Flicker advises parents to “give children a voice and give them room to state their opinions. The question ‘am I still going to be loved?’ is a common one. Both parents have to show them there will always be room for them, that they will always have a room and their toys. Both parents need to live up to their side of what the child expects; it gives the child more of a sense of control that they’re being thought of and loved.” You can’t stress enough that this is an adult problem, that the adults are going to work it out, and that you are going to love your children no matter what happens.
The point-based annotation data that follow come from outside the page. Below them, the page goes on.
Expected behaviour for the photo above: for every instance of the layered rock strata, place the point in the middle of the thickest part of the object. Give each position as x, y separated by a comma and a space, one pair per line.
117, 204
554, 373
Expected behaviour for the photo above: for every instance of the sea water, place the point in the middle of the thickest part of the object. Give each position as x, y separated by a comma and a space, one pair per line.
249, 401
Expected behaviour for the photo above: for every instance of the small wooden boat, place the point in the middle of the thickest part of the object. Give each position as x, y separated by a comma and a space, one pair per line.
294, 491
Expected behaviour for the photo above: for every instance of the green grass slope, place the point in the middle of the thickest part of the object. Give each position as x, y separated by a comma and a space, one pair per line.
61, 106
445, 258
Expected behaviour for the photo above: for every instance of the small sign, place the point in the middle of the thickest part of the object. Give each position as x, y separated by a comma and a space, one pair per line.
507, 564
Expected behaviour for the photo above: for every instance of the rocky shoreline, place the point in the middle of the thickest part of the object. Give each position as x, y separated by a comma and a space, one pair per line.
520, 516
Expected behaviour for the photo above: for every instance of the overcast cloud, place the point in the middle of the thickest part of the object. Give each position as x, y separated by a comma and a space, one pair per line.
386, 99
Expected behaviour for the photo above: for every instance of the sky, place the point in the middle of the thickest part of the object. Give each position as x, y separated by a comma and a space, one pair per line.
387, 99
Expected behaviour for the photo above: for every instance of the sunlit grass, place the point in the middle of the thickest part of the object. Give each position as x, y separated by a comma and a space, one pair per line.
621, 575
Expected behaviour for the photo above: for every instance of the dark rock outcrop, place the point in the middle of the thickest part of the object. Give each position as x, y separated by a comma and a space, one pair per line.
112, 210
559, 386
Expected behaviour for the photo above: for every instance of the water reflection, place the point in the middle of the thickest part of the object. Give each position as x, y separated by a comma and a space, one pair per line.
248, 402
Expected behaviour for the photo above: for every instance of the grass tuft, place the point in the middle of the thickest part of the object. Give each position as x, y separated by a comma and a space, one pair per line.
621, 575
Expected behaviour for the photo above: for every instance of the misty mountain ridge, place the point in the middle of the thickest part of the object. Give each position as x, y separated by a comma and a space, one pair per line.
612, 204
5. Don’t use your children as bargaining tools
No parent in the middle of a divorce has not thought at least once of using his or her child to get back at a former spouse. Thoughts of withholding support, refusing visitation, or just plain dumping on your kids about your ex may give you moments of pleasure, but ultimately will hurt only your children.
Nor should you force your children to take sides. Do whatever you can to avoid asking them to give up their loyalty and love for their other parent, either directly or indirectly. This includes subtly trying to find out information about your ex’s activities or telling the kids you’d like to buy them new shoes “but dad’s not giving us enough money,” for example. Trying to co-opt a child’s loyalty is very damaging: your children will start to feel responsible for your problems and try to solve them. Remember that your kids aren’t divorcing your ex: you are.